Learn More About the DES Recycling Center
Recycling Drop-Off Area
All residents and businesses in Monroe County are required to recycle. The county has one recycling drop-off location for residents without curbside recyclable pick-up (businesses must set up a recycling program through their waste hauler). The Monroe County ecopark facility is open Wednesdays, 1 - 6:30 p.m. and Saturdays, 7:30 a.m. to 1 p.m. (closed holidays). Click here for more information about the ecopark. Only those items that are accepted in the curbside recycling program can be dropped off in the designated recycling dumpsters. For a list of curbside recyclable items that county residents may bring to the ecopark drop-off area see the Residential Recycling section. No garbage will be accepted. This facility accepts household items ONLY (no businesses, not-for-profits, churches, home offices, charities, etc.).
Some towns/villages operate their own recycling drop-off centers. Contact your municipality’s public works/highway department to see if they offer this service.
Monroe County ecopark Facility
10 Avion Drive
Rochester, New York 14624
Take Exit #17 (Scottsville Road - NY 383). Go south for 2 miles and turn right on Paul Road (Rt. 252A). Stay on Paul Road for 1.3 miles, turn left into the facility (Avion Drive) and follow the signs.
From Jefferson Road at Scottsville Road:
Turn north on Scottsville Road and continue for 1.2 miles.

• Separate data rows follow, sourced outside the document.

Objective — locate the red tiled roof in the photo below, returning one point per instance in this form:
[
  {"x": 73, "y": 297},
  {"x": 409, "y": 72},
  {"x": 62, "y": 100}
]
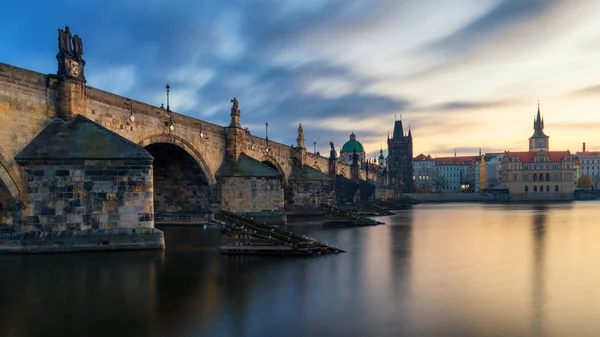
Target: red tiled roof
[
  {"x": 423, "y": 157},
  {"x": 462, "y": 160},
  {"x": 528, "y": 157},
  {"x": 589, "y": 153}
]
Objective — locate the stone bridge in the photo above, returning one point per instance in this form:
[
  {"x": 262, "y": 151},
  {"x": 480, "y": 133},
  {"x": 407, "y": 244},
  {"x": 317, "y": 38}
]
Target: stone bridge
[{"x": 66, "y": 152}]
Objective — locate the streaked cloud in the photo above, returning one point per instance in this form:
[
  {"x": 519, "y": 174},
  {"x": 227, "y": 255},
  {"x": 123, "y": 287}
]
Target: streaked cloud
[{"x": 461, "y": 73}]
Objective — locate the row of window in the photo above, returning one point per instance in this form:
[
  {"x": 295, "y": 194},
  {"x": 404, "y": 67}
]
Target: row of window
[
  {"x": 536, "y": 177},
  {"x": 539, "y": 166},
  {"x": 541, "y": 189}
]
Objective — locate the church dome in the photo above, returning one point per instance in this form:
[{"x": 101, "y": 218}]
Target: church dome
[{"x": 352, "y": 145}]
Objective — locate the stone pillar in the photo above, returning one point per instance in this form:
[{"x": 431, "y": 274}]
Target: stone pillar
[{"x": 234, "y": 142}]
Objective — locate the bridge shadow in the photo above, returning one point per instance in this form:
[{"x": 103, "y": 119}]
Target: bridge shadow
[{"x": 181, "y": 188}]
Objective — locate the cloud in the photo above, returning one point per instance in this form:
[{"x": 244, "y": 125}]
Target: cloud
[
  {"x": 462, "y": 106},
  {"x": 335, "y": 66},
  {"x": 581, "y": 126},
  {"x": 499, "y": 21},
  {"x": 587, "y": 91}
]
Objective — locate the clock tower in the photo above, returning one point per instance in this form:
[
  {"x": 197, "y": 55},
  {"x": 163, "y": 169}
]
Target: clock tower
[
  {"x": 70, "y": 79},
  {"x": 539, "y": 141}
]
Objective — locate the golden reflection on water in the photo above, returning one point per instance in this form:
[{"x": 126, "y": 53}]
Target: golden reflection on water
[
  {"x": 434, "y": 270},
  {"x": 511, "y": 269}
]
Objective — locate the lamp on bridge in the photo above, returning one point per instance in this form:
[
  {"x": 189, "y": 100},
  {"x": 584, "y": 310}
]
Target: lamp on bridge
[
  {"x": 131, "y": 117},
  {"x": 171, "y": 124},
  {"x": 267, "y": 136}
]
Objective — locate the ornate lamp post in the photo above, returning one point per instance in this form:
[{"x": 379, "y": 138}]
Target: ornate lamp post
[
  {"x": 267, "y": 135},
  {"x": 171, "y": 126}
]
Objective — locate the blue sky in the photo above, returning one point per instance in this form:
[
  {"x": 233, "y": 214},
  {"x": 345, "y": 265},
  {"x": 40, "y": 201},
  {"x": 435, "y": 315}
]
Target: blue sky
[{"x": 465, "y": 74}]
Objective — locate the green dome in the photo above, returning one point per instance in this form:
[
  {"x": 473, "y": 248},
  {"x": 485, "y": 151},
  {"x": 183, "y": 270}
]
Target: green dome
[{"x": 352, "y": 145}]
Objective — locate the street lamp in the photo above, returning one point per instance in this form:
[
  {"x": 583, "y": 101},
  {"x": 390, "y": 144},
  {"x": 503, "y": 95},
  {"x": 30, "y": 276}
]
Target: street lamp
[{"x": 171, "y": 126}]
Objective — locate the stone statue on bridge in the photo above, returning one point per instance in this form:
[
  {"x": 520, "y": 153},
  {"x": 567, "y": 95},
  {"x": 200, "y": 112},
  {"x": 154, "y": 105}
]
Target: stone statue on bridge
[
  {"x": 332, "y": 154},
  {"x": 77, "y": 47},
  {"x": 234, "y": 106}
]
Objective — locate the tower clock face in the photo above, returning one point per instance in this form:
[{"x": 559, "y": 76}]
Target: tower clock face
[{"x": 73, "y": 68}]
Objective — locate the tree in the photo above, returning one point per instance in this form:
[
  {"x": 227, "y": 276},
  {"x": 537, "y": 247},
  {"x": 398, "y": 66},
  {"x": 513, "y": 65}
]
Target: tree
[{"x": 585, "y": 181}]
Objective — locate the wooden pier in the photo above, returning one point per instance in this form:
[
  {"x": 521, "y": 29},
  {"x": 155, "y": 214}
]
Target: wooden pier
[{"x": 243, "y": 235}]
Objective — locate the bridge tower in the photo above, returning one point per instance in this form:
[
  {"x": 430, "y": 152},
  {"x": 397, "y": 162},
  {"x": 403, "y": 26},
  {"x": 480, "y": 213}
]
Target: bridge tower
[{"x": 70, "y": 79}]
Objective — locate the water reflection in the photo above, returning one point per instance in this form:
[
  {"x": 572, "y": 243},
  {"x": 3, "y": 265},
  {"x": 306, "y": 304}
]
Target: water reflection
[
  {"x": 538, "y": 228},
  {"x": 435, "y": 270}
]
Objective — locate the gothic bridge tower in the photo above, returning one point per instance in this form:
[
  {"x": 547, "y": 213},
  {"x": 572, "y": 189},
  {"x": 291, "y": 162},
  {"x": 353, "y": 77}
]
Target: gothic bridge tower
[
  {"x": 400, "y": 155},
  {"x": 539, "y": 141},
  {"x": 70, "y": 79}
]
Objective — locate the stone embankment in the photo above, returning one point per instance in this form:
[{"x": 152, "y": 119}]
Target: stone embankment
[
  {"x": 83, "y": 240},
  {"x": 450, "y": 197}
]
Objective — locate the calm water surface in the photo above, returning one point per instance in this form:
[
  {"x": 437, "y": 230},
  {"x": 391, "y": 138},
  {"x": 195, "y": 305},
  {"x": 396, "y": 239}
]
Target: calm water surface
[{"x": 435, "y": 270}]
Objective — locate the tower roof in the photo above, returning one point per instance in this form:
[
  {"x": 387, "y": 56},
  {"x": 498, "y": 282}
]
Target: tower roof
[
  {"x": 398, "y": 131},
  {"x": 352, "y": 145},
  {"x": 538, "y": 126}
]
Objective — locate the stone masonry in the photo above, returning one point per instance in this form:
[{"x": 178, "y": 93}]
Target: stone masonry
[{"x": 29, "y": 102}]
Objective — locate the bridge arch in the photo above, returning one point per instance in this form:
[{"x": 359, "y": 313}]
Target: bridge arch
[
  {"x": 344, "y": 173},
  {"x": 185, "y": 145},
  {"x": 10, "y": 191},
  {"x": 184, "y": 187}
]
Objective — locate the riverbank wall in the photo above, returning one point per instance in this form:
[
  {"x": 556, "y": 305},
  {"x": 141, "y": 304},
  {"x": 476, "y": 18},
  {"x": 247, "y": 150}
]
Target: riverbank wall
[
  {"x": 84, "y": 240},
  {"x": 451, "y": 197}
]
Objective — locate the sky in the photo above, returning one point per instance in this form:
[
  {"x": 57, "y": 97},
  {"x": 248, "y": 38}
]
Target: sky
[{"x": 464, "y": 74}]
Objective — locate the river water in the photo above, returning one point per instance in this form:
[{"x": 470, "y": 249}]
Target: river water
[{"x": 434, "y": 270}]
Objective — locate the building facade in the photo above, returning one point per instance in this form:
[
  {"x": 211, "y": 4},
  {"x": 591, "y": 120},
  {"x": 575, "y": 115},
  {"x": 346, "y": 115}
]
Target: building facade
[
  {"x": 589, "y": 165},
  {"x": 424, "y": 172},
  {"x": 538, "y": 174}
]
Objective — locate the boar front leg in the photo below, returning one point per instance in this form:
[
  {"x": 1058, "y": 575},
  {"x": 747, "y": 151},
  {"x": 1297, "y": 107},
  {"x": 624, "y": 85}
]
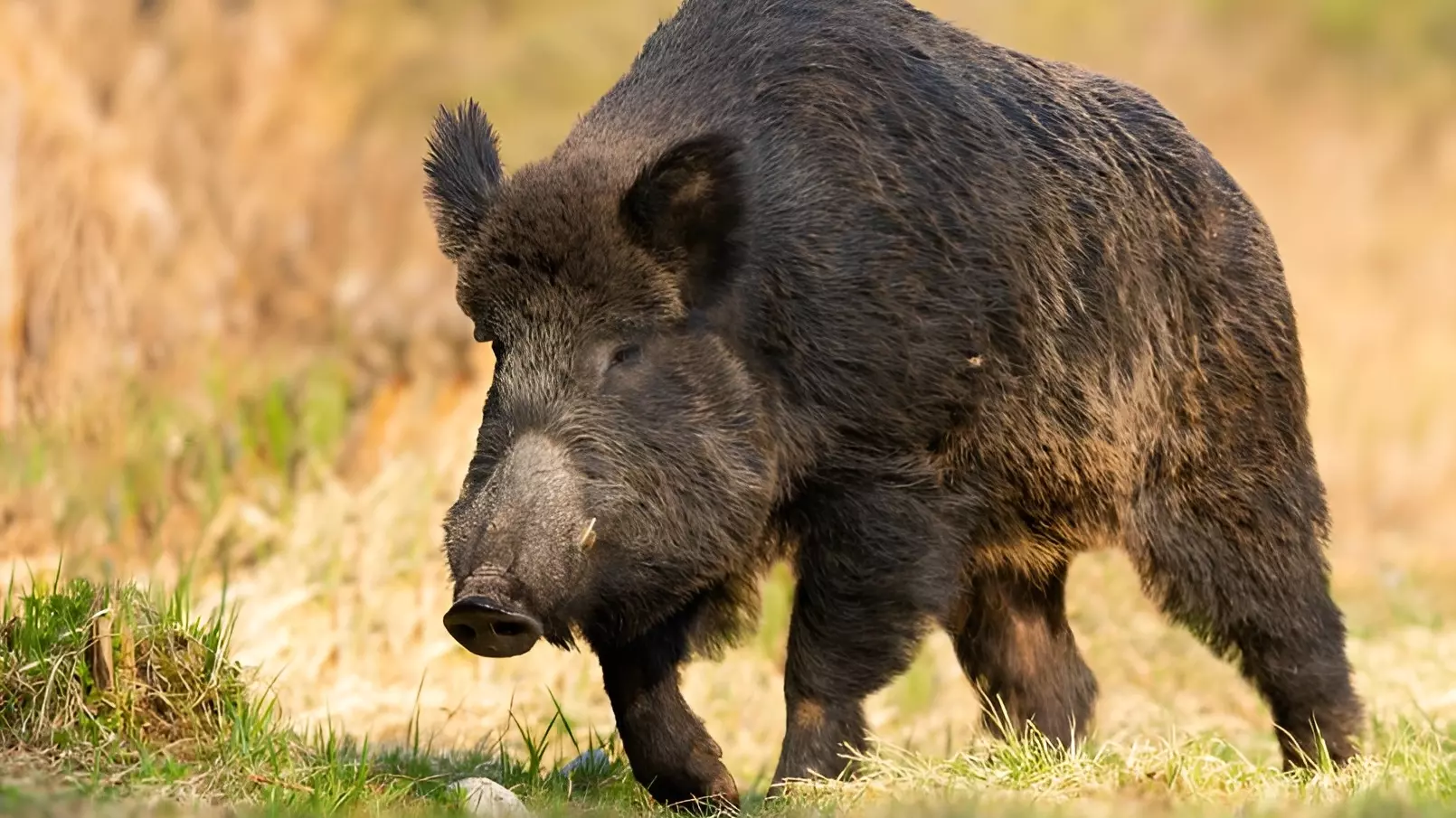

Turn left on Paul Road (Rt. 252A) and continue for 1.3 miles, turn left into the facility (Avion Drive) and follow the signs.
The Western New York Materials Exchange (MAT-EX)
Western New York Materials Exchange (MAT-EX) is an opportunity for businesses to exchange unwanted/unusable products that would otherwise end up in a landfill. The MAT-EX website also allows businesses to locate free/inexpensive materials that can be used in daily business operations. Logon to MAT-EX and see what is available for your business and add materials to the MAT-EX listing.
MAT-EX involves businesses in twenty-one counties of Western/Central New York (Genesee, Livingston, Wyoming, Erie, Allegany, Steuben, Chautauqua, Monroe, Seneca, Tompkins, Orleans, Cattaraugus, Broome, Cayuga, and Tioga), Niagara Consortium, and the Western Finger Lakes and Oneida-Herkimer Solid Waste Management Authorities.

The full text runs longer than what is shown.